Zwischen 1942 und dem 1. Mai 1945 war sie Sekretärin von Propagandaminister Joseph Goebbels gewesen, behauptete aber stets, während dieser und überhaupt während der ganzen Zeit seit 1933 nie etwas von den Maßnahmen zur Vernichtung der Juden, Roma, Sinti, der Jenischen und all der anderen vom NSDAP-Regime verfolgten, gefolterten und ermordeten Menschen mitbekommen zu haben.

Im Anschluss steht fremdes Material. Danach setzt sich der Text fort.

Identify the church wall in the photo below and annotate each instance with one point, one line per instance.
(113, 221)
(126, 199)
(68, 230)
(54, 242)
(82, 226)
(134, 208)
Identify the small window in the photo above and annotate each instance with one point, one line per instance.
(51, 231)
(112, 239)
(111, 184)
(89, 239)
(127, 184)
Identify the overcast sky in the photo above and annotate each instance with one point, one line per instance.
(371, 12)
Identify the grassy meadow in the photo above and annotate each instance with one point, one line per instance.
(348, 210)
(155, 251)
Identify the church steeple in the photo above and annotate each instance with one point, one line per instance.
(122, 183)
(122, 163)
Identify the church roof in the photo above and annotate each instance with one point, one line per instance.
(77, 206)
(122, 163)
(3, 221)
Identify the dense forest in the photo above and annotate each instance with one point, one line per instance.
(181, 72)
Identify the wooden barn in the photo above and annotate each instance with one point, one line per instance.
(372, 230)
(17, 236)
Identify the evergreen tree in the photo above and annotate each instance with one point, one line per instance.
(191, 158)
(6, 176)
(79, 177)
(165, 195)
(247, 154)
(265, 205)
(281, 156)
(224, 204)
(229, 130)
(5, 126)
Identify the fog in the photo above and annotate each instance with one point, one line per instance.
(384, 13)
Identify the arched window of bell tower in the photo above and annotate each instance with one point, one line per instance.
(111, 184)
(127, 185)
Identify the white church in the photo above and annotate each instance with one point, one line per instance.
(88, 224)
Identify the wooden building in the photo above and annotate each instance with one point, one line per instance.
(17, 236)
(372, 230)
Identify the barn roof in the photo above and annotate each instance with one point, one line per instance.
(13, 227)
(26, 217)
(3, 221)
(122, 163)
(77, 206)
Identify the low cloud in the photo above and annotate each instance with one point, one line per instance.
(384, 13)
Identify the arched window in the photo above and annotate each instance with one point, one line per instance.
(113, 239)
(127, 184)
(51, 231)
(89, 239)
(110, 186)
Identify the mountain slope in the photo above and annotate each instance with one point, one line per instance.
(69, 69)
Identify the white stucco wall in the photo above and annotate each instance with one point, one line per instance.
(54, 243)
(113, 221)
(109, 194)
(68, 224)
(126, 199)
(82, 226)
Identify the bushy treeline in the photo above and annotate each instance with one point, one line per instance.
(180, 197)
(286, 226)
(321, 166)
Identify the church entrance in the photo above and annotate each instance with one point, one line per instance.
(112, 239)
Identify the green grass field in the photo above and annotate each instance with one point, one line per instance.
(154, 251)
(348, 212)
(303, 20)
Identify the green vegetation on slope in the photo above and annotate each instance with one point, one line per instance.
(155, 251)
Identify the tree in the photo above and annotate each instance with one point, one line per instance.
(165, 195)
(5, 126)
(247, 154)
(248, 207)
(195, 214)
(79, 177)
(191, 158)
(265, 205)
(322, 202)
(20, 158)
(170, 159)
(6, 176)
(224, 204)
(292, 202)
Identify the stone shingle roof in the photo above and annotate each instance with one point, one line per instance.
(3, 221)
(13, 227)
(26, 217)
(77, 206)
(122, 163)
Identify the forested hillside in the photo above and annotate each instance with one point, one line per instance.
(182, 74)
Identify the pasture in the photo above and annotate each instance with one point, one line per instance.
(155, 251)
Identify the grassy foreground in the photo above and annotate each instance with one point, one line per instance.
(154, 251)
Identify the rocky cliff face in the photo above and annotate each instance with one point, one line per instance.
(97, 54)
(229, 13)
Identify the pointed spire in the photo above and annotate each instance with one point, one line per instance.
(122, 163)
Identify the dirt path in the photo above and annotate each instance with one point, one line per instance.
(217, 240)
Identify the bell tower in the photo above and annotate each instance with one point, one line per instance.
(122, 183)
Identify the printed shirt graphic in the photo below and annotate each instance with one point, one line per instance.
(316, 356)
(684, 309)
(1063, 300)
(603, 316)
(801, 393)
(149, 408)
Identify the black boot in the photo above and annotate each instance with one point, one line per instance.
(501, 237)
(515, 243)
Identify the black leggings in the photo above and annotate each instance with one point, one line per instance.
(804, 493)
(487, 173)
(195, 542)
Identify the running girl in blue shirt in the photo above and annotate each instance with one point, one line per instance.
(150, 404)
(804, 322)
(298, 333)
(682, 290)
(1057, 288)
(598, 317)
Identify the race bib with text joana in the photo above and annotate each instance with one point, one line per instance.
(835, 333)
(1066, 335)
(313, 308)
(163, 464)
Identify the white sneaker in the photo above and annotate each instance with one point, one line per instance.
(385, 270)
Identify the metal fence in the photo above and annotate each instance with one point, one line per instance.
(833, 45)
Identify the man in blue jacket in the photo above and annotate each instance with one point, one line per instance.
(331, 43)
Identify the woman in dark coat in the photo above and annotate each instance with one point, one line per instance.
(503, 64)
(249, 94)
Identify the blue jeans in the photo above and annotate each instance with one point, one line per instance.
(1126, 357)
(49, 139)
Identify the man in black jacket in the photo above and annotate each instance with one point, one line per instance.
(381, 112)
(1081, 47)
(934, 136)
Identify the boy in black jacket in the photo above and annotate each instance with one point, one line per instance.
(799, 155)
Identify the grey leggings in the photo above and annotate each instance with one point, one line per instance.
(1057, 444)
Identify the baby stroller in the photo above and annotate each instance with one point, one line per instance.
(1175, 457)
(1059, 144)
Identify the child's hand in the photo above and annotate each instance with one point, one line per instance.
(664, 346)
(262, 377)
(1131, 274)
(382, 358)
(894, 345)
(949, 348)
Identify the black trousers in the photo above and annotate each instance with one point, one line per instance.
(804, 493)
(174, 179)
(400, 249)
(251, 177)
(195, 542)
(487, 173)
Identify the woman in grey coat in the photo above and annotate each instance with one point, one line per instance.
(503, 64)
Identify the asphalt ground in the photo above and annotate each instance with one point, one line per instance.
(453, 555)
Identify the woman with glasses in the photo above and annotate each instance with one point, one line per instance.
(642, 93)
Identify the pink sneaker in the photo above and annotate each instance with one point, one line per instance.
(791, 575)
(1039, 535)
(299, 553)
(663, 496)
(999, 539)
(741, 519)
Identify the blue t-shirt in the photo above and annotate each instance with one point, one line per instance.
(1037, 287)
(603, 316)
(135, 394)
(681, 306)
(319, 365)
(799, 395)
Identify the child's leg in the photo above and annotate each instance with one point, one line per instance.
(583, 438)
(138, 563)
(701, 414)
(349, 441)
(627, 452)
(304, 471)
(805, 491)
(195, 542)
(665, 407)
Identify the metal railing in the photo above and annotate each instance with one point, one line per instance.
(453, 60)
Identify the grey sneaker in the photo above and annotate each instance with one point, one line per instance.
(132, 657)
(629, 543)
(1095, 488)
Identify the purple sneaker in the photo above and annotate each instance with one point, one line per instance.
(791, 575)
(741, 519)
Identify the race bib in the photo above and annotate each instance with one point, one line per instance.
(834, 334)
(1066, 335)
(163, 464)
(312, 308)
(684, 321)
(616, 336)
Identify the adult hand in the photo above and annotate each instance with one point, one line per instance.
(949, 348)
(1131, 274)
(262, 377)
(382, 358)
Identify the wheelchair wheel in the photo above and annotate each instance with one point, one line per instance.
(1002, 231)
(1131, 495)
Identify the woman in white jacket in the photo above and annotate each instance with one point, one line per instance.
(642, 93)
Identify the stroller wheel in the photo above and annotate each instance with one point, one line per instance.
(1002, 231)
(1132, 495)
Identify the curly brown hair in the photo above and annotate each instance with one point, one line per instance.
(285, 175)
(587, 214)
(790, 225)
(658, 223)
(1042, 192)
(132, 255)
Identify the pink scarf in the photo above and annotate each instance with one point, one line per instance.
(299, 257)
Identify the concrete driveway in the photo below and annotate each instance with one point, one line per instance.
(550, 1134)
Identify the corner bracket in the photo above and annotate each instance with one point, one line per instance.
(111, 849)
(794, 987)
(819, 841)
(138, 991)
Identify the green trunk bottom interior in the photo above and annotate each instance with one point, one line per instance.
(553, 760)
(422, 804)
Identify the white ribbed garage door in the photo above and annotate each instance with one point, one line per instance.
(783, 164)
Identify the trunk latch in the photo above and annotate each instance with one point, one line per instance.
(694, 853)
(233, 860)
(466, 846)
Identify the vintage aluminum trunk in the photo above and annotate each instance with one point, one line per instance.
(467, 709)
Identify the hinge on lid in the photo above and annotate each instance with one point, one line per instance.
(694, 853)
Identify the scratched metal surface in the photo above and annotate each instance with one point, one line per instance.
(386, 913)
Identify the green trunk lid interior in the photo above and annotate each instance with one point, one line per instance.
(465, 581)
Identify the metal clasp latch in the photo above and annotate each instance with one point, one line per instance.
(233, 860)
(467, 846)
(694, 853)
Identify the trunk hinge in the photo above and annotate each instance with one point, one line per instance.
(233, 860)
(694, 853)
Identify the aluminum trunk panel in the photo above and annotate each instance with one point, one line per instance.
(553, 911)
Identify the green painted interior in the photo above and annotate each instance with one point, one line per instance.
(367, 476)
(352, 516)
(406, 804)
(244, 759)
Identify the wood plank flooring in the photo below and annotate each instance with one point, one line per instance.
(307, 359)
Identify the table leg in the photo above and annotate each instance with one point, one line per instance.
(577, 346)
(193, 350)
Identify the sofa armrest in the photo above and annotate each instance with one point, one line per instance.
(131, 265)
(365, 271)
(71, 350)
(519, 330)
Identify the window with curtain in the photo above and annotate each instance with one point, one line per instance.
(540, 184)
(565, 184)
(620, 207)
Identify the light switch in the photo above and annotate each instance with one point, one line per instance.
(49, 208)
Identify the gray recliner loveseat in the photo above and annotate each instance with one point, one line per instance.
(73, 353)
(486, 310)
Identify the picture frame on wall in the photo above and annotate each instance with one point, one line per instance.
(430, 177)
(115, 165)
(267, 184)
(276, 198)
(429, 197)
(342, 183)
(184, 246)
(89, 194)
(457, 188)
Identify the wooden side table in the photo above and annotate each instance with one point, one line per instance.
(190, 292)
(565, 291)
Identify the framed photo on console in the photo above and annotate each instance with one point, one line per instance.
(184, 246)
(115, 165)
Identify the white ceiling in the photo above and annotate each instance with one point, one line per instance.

Maggie Smith spielte die Rolle vor sechs Jahren
Zum Film erschien nach dem Tode Brunhilde Pomsels das Begleitbuch von Thore D. Hansen „Ein deutsches Leben: Was uns die Geschichte von Goebbels’ Sekretärin für die Gegenwart lehrt“. Basierend auf diesem Werk verfasste der britische Dramatiker, Übersetzer und Regisseur Christopher Hampton das Ein-Personen-Stück „A German Life“, das 2019 im Londoner Bridge Theatre mit Maggie Smith als Brunhilde Pomsel Weltpremiere hatte. Und nun brachte das Theater in der Josefstadt das Stück – Text in der Übersetzung von Sabine Pribil – in der ersten Zusammenarbeit mit Andrea Breth auf die Wiener Bühne.
Den beinahe zweistündigen Monolog hält in bewundernswerter Ausdauer Lore Stefanek. Wobei, Monolog trifft in Breths Inszenierung nicht wirklich zu. In der von Raimund Orfeo Voigt gestalteten Bühne sitzt Stefanek in ein schickes blaues Kleid und Jacke gekleidet (Kostüme: Jens Kilian) zwar auf einem Polstersessel mit Tischchen, darauf eine Flasche Sekt und Sektglas, aus dem sie bisweilen nippt, im Zentrum des hellen, ansonsten bis auf eine Stehlampe, ein Grammophon im Hintergrund und durch eine der drei Türrahmen ein manchmal zu sehendes Klavier im Nebenraum leeren Raumes.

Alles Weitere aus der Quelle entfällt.